Another major challenge is contact resistance between graphene and metal electrodes. Unlike conventional semiconductors, graphene lacks surface states that facilitate ohmic contact formation. As a result, the contact resistance in graphene transistors can be a significant bottleneck, particularly for high-frequency operation where low parasitic resistance is essential. Reported contact resistances for graphene devices range from 200 Ω·µm to over 1 kΩ·µm, depending on the metal used and the interface quality. Palladium and nickel are commonly employed due to their relatively low work function mismatch with graphene, but even these metals struggle to achieve resistances below 100 Ω·µm consistently. High contact resistance degrades the extrinsic cutoff frequency and increases power dissipation, limiting the overall RF performance.

Scalability and reproducibility are additional hurdles for graphene RF transistors. While lab-scale demonstrations have shown impressive performance metrics, transferring these results to large-scale manufacturing remains difficult. Variability in graphene quality, substrate interactions, and processing conditions can lead to inconsistent device characteristics. For instance, defects introduced during transfer or lithography can scatter carriers and reduce effective mobility. Substrate phonons also play a significant role in limiting mobility, as graphene’s electronic properties are highly sensitive to the underlying dielectric environment. Hexagonal boron nitride (hBN) has been used as an ideal substrate to preserve high mobility, but its integration into wafer-scale processes is still under development.

Despite these challenges, progress in material synthesis and device engineering continues to advance graphene RF transistor technology. Heterostructure designs combining graphene with other two-dimensional materials, such as transition metal dichalcogenides, offer new avenues for improving performance. These structures can provide electrostatic control while maintaining high carrier mobility. Additionally, advances in contact engineering, including the use of edge contacts and optimized annealing processes, have shown promise in reducing contact resistance.

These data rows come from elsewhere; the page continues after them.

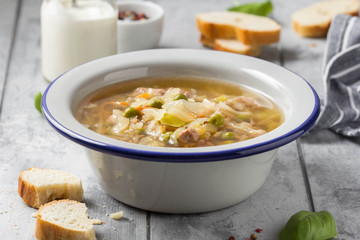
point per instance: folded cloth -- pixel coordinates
(341, 76)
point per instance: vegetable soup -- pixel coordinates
(179, 112)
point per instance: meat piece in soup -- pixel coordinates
(179, 112)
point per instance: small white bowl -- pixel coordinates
(182, 180)
(139, 35)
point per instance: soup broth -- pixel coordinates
(179, 112)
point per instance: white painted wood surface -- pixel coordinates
(319, 171)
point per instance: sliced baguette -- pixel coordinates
(38, 186)
(247, 28)
(314, 20)
(231, 45)
(65, 220)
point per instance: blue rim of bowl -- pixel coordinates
(184, 157)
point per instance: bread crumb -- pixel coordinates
(97, 222)
(117, 215)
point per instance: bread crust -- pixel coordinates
(257, 37)
(35, 197)
(216, 44)
(28, 192)
(320, 25)
(243, 33)
(46, 230)
(214, 30)
(250, 51)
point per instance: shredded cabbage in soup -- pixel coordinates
(173, 113)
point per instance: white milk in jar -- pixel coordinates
(72, 34)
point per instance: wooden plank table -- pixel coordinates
(319, 171)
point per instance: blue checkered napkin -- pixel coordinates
(341, 76)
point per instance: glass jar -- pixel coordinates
(75, 32)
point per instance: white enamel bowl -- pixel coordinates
(182, 180)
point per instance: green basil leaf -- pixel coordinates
(37, 101)
(306, 225)
(259, 8)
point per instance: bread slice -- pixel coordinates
(247, 28)
(64, 219)
(314, 20)
(231, 45)
(39, 186)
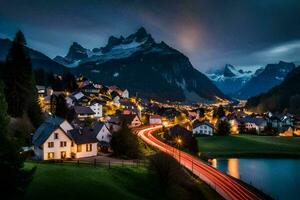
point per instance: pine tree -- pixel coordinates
(223, 128)
(17, 77)
(61, 109)
(13, 175)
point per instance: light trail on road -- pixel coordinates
(226, 186)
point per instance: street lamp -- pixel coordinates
(179, 142)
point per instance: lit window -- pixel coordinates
(88, 147)
(50, 144)
(51, 155)
(79, 148)
(63, 144)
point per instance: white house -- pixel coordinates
(125, 94)
(202, 128)
(97, 108)
(102, 132)
(56, 139)
(155, 119)
(132, 120)
(83, 112)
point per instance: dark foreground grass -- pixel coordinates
(67, 181)
(55, 181)
(249, 146)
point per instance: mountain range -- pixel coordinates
(145, 67)
(242, 84)
(282, 98)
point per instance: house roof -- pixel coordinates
(114, 94)
(127, 119)
(198, 123)
(83, 136)
(83, 110)
(155, 116)
(257, 121)
(178, 130)
(45, 130)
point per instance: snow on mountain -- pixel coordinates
(230, 79)
(116, 48)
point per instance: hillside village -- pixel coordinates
(93, 112)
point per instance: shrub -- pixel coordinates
(125, 144)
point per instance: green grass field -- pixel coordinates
(249, 146)
(56, 181)
(68, 181)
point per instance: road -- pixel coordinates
(226, 186)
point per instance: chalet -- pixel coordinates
(155, 120)
(115, 98)
(125, 94)
(178, 131)
(275, 121)
(103, 133)
(131, 120)
(202, 128)
(41, 90)
(129, 108)
(97, 109)
(90, 90)
(287, 120)
(74, 98)
(83, 112)
(56, 139)
(255, 123)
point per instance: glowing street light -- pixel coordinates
(179, 143)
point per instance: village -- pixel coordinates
(81, 124)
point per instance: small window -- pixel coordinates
(51, 155)
(50, 144)
(88, 147)
(79, 148)
(63, 144)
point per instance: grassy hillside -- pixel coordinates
(53, 181)
(249, 146)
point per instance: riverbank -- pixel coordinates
(69, 181)
(249, 146)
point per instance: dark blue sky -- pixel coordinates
(211, 32)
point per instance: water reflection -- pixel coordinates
(231, 165)
(279, 178)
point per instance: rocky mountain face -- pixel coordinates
(243, 84)
(284, 97)
(272, 75)
(150, 69)
(229, 79)
(39, 60)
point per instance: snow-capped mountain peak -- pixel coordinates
(116, 48)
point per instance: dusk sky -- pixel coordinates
(210, 32)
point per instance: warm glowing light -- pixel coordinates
(233, 167)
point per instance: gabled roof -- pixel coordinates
(198, 123)
(46, 129)
(83, 136)
(179, 130)
(127, 119)
(114, 94)
(257, 121)
(155, 117)
(83, 110)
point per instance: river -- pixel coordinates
(279, 178)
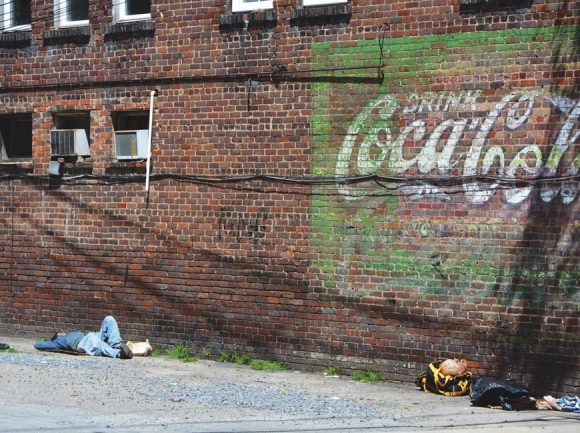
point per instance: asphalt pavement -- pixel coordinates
(61, 393)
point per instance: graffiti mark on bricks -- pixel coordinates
(423, 137)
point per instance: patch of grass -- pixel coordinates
(331, 370)
(181, 352)
(235, 358)
(261, 364)
(367, 376)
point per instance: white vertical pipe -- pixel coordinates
(149, 141)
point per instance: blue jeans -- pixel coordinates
(102, 343)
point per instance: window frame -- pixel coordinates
(7, 21)
(60, 15)
(121, 15)
(251, 6)
(310, 3)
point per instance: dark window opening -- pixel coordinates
(78, 10)
(138, 7)
(21, 13)
(131, 120)
(15, 136)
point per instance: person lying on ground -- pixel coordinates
(106, 342)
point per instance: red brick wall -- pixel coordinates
(257, 264)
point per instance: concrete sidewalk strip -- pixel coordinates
(157, 393)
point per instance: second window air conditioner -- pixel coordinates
(132, 144)
(69, 142)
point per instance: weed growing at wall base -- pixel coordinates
(181, 352)
(367, 376)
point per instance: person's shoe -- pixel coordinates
(125, 351)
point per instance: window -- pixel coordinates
(15, 136)
(71, 13)
(15, 15)
(131, 134)
(132, 10)
(251, 5)
(322, 2)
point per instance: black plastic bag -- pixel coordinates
(488, 391)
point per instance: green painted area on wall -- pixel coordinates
(356, 241)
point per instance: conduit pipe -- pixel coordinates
(148, 169)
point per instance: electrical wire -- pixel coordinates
(348, 180)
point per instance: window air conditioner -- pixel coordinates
(132, 144)
(69, 142)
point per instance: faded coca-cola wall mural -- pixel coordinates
(454, 178)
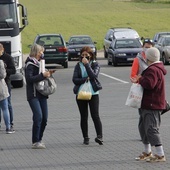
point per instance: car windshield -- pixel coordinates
(7, 13)
(50, 40)
(127, 43)
(80, 40)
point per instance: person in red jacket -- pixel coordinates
(153, 102)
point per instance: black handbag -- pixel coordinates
(166, 109)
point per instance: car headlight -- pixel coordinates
(121, 54)
(71, 50)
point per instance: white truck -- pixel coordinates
(13, 19)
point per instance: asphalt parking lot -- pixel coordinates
(63, 137)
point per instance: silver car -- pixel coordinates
(163, 46)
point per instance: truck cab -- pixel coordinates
(11, 15)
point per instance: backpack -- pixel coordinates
(47, 86)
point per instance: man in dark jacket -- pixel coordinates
(153, 102)
(10, 69)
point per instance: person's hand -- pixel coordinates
(135, 79)
(84, 60)
(51, 71)
(47, 74)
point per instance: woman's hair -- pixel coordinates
(35, 49)
(88, 50)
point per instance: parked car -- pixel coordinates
(55, 48)
(163, 46)
(114, 33)
(75, 44)
(123, 50)
(158, 35)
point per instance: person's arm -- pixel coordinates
(10, 69)
(135, 68)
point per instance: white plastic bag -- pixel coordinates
(135, 95)
(85, 92)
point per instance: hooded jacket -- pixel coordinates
(3, 87)
(32, 76)
(9, 66)
(92, 71)
(153, 83)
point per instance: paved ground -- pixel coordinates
(63, 138)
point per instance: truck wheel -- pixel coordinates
(17, 84)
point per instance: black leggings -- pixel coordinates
(94, 110)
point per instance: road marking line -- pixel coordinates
(114, 78)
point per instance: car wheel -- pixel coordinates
(65, 64)
(164, 59)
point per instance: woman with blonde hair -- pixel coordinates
(37, 101)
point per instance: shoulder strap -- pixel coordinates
(29, 62)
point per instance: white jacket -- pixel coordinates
(3, 87)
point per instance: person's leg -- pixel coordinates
(94, 110)
(83, 109)
(4, 107)
(37, 119)
(152, 125)
(10, 106)
(147, 147)
(0, 118)
(44, 108)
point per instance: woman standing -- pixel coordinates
(37, 101)
(4, 94)
(88, 69)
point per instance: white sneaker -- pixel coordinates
(38, 145)
(10, 131)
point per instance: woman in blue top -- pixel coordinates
(88, 69)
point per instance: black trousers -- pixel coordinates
(94, 110)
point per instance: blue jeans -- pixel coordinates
(40, 115)
(4, 107)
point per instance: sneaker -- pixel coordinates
(144, 156)
(9, 131)
(38, 145)
(42, 143)
(99, 141)
(12, 127)
(86, 141)
(156, 158)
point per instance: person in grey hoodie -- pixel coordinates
(4, 94)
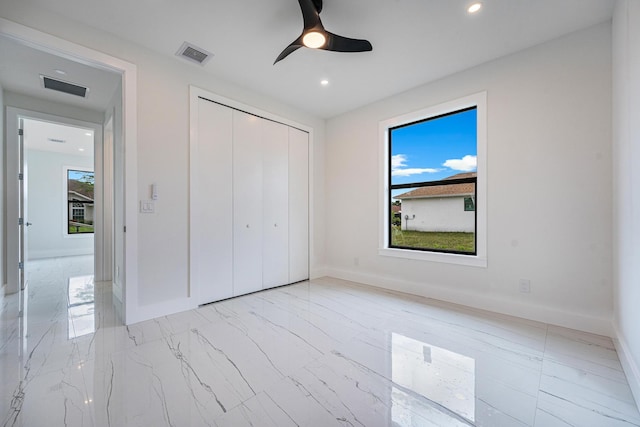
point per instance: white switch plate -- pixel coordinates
(147, 206)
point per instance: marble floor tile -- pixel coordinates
(321, 353)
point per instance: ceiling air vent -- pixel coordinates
(66, 87)
(194, 53)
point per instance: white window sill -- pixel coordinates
(468, 260)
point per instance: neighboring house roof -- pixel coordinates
(74, 195)
(81, 189)
(443, 190)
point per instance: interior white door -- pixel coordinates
(298, 205)
(275, 190)
(23, 221)
(211, 224)
(247, 203)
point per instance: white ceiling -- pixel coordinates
(22, 66)
(77, 141)
(414, 41)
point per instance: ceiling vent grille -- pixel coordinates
(65, 87)
(194, 53)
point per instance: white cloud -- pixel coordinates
(412, 171)
(398, 161)
(468, 163)
(397, 167)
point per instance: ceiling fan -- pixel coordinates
(314, 35)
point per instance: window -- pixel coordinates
(80, 201)
(435, 183)
(469, 204)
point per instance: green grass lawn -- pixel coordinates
(83, 229)
(460, 242)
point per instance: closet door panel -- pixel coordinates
(298, 205)
(211, 225)
(247, 203)
(275, 189)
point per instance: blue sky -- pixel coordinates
(78, 175)
(435, 149)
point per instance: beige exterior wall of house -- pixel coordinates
(437, 214)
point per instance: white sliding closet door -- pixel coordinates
(275, 189)
(211, 222)
(247, 203)
(298, 205)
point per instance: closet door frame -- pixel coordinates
(196, 93)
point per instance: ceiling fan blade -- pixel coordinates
(295, 45)
(338, 43)
(310, 14)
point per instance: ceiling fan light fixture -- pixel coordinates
(314, 39)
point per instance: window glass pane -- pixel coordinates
(432, 223)
(435, 148)
(80, 186)
(433, 176)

The potential applications of graphene RF transistors span a wide range of high-frequency systems. They could enable ultra-high-speed analog amplifiers, low-noise mixers, and reconfigurable RF front-ends for wireless communication. Their compatibility with flexible substrates also opens possibilities for conformal and wearable RF electronics. However, for widespread adoption, further improvements in bandgap engineering, contact resistance reduction, and manufacturing uniformity are necessary.

In summary, graphene RF transistors offer compelling advantages in carrier mobility and cutoff frequency, making them strong candidates for next-generation high-frequency electronics. However, the absence of a bandgap and high contact resistance remain critical obstacles. Ongoing research into material modifications, heterostructures, and contact engineering is essential to overcome these limitations and unlock the full potential of graphene in RF applications. The progress in this field will determine whether graphene can transition from a promising material to a mainstream technology in RF electronics.